Irked by the media criticism about field strategy and the poor living conditions of trropers at the camps in Chhattisgarh, the CRPF is apparently discouraging of the media interacting with its personnel in the theatre of battle.

"All five are doing well," says V K Dua, Special Sector Inspector General, one of two Central Reserve Police Force IGs stationed in Raipur. "Their relatives have also come and met them. In one case we were initially told that his hand may be amputated but fortunately it did not have to be. He is recovering well."

The staff at the hospital inform us that a CRPF doctor visits the men regularly. Officers from the CRPF and government have also been in regular touch about the trooper's recovery.

CRPF troopers killed in anti-Naxalite operations in Chhattisgarh have received up to Rs 35 lakhs (Rs 3.5 million) as compensation, of which Rs 10 lakhs (Rs 1 million) each has been provided by the state government. The injured do not receive any compensation.

"If they are incapacitated we have a facility, it depends on the percentage of physical disability for which there are different schemes," says Inspector General Dua. "In case of operational injuries or any kind of incapacitation, we retain them to the extent possible by giving them light duties."

Of the seven injured survivors of the brutal Dantewada massacre on April 6 where Naxalites killed 75 CRPF troopers, one is still recovering at the All India Institute of Medical Sciences in New Delhi. He lost an eye and the doctors are trying to replace it.

"The main thing is that they survived," says Dua about the CRPF troopers injured in the April 6 attack. "As regards their injury -- in two cases -- we are awaiting the final outcome, the rest will be able to lead almost a normal life."

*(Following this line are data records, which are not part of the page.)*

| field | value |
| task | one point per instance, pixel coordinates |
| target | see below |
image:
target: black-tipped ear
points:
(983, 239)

130 policemen have died battling Naxals in Chhattisgarh this year

Image: CRPF men bear a coffin of a trooper slain in the Dantewada massacre
Photographs: Adnan Abidi/ Reuters
Once discharged, the CRPF troopers will need physiotherapy; they are also being trained to do it themselves.

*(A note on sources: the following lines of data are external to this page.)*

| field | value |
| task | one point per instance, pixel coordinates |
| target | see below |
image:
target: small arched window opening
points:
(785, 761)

"They would rather stay here and get treatment because in their villages there may not be good doctors," says a doctor at the hospital. "If he comes from Himachal (Pradesh), he prefers going to a Delhi hospital for follow up, a person from Andhra (Pradesh) prefers Hyderabad, they don't want to go to local doctors."

Also admitted to the hospital are two constables from the Chhattisgarh police recovering from Naxalite bullets. Siddharth was shot in the leg and has been in hospital for four months. David Toppo took a bullet in his face; with his tongue slit and jaw broken he lies in bed with plates and bandages and is unable to speak.

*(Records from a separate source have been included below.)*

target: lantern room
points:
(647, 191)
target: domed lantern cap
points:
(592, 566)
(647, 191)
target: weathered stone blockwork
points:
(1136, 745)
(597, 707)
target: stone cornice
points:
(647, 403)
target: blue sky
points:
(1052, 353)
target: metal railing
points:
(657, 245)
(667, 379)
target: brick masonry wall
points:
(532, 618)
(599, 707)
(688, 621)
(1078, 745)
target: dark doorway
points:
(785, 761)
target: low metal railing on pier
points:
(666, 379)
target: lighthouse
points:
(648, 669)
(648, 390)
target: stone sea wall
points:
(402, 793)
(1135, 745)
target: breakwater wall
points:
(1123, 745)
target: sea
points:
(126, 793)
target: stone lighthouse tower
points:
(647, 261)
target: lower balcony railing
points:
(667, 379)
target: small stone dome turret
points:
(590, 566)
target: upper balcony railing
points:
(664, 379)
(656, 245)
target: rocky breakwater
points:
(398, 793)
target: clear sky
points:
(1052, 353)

It will take further surgery before Toppo's jaw is healed. His father, a guard at a bank, is looking after his eldest son who joined the police two years ago.

Unlike the CRPF, no one stops us from seeing the Chhattisgarh policemen. David's father Eliezer and Constable Narsingnath Yadav explain the extent of his grievous injury. Had he not been airlifted to Raipur, David would not have survived, they say.

Doctors recall one injured personnel in the past, urging them not to inform his aged father about his condition. The policemen was in hospital for four months and finally went home walking -- no ordinary feat after a gunshot injury.

In a battle where the enemy is entrenched in the jungles, the security forces and the police have lost 130 men this year in Chhattisgarh. Many others have been badly injured in the line of duty. Many families have been destroyed; many dreams shattered.

The least we can do is move beyond the statistics and spare a thought for the lives behind those numbers.